Burro chiarificato

Il burro chiarificato è un prodotto che fino a qualche tempo fa era prerogativa esclusiva dei ristoranti, ma oggi si trova anche nei supermercati.

Il burro comune non è composto solo da grassi, ma possiede una percentuale di acqua del 15-18%, e una piccola percentuale di proteine. Questa composizione lo rende inadatto per l'uso ad alta temperatura. Infatti l'acqua in esso contenuta favorisce l'idrolisi degli acidi grassi, che diventano liberi e subiscono trasformazioni che producono sostanze nocive.

Se sottoponete il burro a temperature maggiori del suo punto di fumo (130 gradi), noterete che esso cambia colore, diventando nocciola e poi bruno. Il burro nocciola è utilizzato in cucina poiché le trasformazioni sugli acidi grassi producono inizialmente sostanze aromatiche gradevoli al palato, ma è bene evitare di usarlo poiché contiene sostanze nocive.

Per cucinare con il burro ad alte temperature bisogna usare il burro chiarificato.

Come produrre il burro chiarificato

Il burro chiarificato si produce asportando la maggior parte dell'acqua e della caseina dal burro normale.

Il burro chiarificato si può trovare in commercio sotto la dicitura di burro concentrato, ma è anche possibile produrlo in casa propria.

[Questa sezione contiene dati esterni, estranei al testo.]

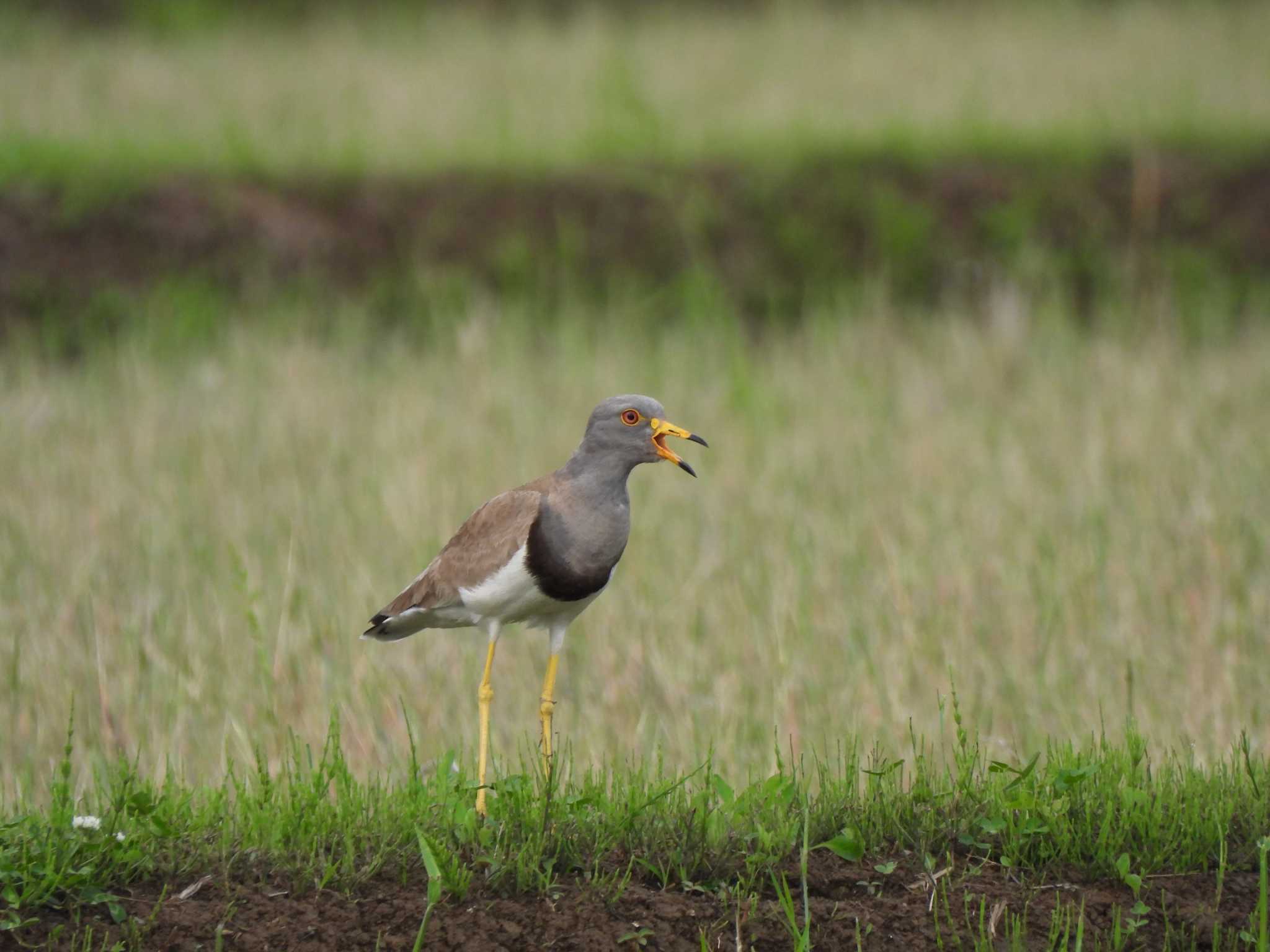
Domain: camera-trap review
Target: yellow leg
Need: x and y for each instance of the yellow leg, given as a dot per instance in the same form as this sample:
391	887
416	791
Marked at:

Il burro chiarificato ha una quantità di grassi maggiore del burro tradizionale: quasi il 100%, invece dell'86%, dal momento che non contiene acqua.

Burro chiarificato

Per produrre il burro chiarificato basta prendere il burro comune e farlo cuocere a bagnomaria per 15-20 minuti circa.

Si formerà in superficie una massa biancastra composta dalla caseina, che è coagulata con il calore.

A questo punto bisogna filtrare il burro in un canovaccio per eliminare la caseina che si è separata.

Potete conservare il burro chiarificato in frigorifero in un contenitore di vetro. Al momento dell'utilizzo, prelevatene la quantità che vi occorre con un cucchiaio o cucchiaino.

Il burro chiarificato si deve utilizzare in tutte quelle preparazioni dove bisogna friggere con il burro.

 

 

 

Il burro comune andrebbe utilizzato solo a crudo, o in quelle preparazioni dove non si raggiungono temperature superiori a 130 gradi.